Le 16 anniversaire de la guerre de l’OTAN en Yougoslavie [31 mars 1991] donne l’occasion de montrer le reflet de ce qu’est la diplomatie étasunienne.

Les USA ont longtemps trompeté être l’incarnation de la vertu et le défendeur de la liberté dans le monde, finissant sur la chapeaux de roues les années qui suivirent la fin de la guerre froide. Des millions de gens ont été dupés durant cette période, mais leurs illusions furent rapidement oubliées, après la guerre de 1999 en Yougoslavie.

Cette tragédie expose le vrai visage de la « diplomatie » étasunienne en tant qu’outil fourbe, permettant d’atteindre des objectifs géopolitiques. La guerre ne fut pas tellement une intervention humanitaire (dont la réalité a été largement exagérée par les médias occidentaux) que l’instauration d’états croupions de l’Occident dans le sud des Balkans.

La guerre de Yougoslavie marque aussi un point de non retour, dans ce qui est son agression à travers toute l’Eurasie en perfectionnant ce qui donne aujourd’hui la version perfectionnée de la guerre hybride.

Les péchés de l’Oncle Sam

Les USA ont fait d’horribles choses durant la guerre de Yougoslavie, mais 3 sont réellement audacieuses:

Supporter le terrorisme:

La, ainsi dénommée, « Armée de Libération du Kosovo », la branche armée des nationalistes albanais combattant les serbes dans la province du Kosovo, était perçue comme une organisation terroriste en Yougoslavie.
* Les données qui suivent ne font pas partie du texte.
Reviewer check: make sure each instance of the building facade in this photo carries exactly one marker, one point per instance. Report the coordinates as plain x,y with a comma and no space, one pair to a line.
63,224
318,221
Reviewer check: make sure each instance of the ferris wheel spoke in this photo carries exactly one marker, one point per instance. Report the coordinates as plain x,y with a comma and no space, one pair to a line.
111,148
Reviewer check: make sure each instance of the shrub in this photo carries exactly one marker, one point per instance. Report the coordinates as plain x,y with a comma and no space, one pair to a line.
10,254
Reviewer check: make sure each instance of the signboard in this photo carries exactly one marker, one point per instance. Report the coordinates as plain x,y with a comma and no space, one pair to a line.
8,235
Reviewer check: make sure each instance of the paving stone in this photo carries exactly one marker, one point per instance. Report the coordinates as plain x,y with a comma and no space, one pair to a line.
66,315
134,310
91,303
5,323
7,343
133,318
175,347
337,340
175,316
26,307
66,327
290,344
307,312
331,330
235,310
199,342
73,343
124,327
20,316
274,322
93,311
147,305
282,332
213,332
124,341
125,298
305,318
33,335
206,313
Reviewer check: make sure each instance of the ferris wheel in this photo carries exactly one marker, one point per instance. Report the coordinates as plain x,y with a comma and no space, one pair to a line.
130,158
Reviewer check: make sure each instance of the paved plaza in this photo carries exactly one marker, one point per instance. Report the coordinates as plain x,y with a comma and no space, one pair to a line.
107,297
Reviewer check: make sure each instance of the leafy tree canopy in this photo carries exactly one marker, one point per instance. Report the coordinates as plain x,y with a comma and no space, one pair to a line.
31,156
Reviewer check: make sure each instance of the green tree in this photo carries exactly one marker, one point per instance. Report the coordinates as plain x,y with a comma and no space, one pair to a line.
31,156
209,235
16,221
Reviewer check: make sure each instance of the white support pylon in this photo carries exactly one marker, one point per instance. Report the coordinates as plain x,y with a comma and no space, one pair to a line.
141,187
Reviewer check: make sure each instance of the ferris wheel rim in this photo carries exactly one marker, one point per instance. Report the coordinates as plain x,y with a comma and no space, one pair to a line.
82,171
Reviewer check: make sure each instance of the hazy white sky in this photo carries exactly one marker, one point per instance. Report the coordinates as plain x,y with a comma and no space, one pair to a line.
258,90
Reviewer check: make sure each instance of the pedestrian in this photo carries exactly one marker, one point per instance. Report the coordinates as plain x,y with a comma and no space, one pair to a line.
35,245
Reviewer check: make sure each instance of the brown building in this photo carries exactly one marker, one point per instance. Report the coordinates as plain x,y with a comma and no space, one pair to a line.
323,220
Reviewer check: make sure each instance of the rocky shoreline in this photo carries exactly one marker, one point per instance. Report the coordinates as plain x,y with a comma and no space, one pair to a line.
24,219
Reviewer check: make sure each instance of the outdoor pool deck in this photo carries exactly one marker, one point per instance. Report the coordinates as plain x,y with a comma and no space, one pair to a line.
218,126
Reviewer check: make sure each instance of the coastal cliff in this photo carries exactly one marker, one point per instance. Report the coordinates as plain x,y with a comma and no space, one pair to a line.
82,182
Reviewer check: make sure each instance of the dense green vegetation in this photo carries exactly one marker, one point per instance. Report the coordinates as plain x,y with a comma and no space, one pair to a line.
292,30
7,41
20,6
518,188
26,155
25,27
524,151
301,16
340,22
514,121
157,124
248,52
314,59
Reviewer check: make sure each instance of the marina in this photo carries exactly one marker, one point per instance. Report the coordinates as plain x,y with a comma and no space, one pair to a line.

Le CSNU (conseil de sécurité des nations unies), par la Résolution 1160, qui fut soutenue par les USA, condamne même le groupe pour ses activités terroristes et demande d’arrêter immédiatement ce genre d’actions. Pourtant, l’ALK a été soutenue par les USA, et elle joua un rôle important dans la déstabilisation de la Serbie, de même que son chef, Hashim Thaci, a été reconnu dès la fin de la guerre comme nouveau premier Ministre du nouvel état par Washington.

Mentir au monde:

Les USA ont essayé de convaincre le monde que les albanais du Kosovo étaient en train de connaitre un génocide, mené par les Serbes, mais nous sommes loin des réalités du terrain. Même si certains albanais ont certainement été tués durant la violente révolte contre le gouvernement fédéral, des Serbes aussi l’ont été, et aucun relevé démographique des dizaines de milliers de morts évoqué par le Département d’Etat, ne doit justifier les excuses étasuniennes à bombarder la Yougoslavie.
Des dizaines de milliers de personnes sont mortes à Mexico ces dernières années dans la guerre contre la drogue, par exemple, mais aucun état n’a du avoir à faire face à une intervention humanitaire.

Bombarder des infrastructures civils:

La campagne de bombardement de l’OTAN, menée par les USA, ont tué des centaines de civils et détruit des bars d’habitation, des fermes, des écoles, des hôpitaux, des églises et des ponts. Le Pentagone explique de telles horreurs (quand il décide d’y répondre), en disant que ses armes de hautes de précision ont mal fonctionné, mais les survivants refusent de reconnaître cela.

BONUS, bombarder la Chine et s’en tirer sans problèmes

Les USA ont touché l’Ambassade de Chine à Belgrade (reconnue comme faisant partie du pays, comme toutes les ambassades dans le monde) le 7 mai 1999, tuant 3 personnes et en blessant 20 autres. On ne peut que s’imaginer la réponse du Pentagone si les rôles eussent été inversés.

La boite à outils de la politique étrangère

La guerre en Yougoslavie est en fait le premier test au sol de l’application de la stratégie intégrée de changement de régime, toutefois, appliquée grossièrement. Elle contient les éléments suivants, qui seront développés et perfectionnés pour les suivants conflits:

Guerre non-conventionnelle:

Dans le but de promouvoir le chaos et de créer un prétexte à un ultimatum et éventuellement une invasion militaire ultérieure, les USA supporte l’ALK durant sa guerre terroriste dans le Kosovo contre le Serbie.

Ultimatum:

Les USA donnèrent au président Milosevic un ultimatum pour retirer ses troupes et la police yougoslaves de la province du Kosovo, ou d’en subir les pulvérisantes conséquences.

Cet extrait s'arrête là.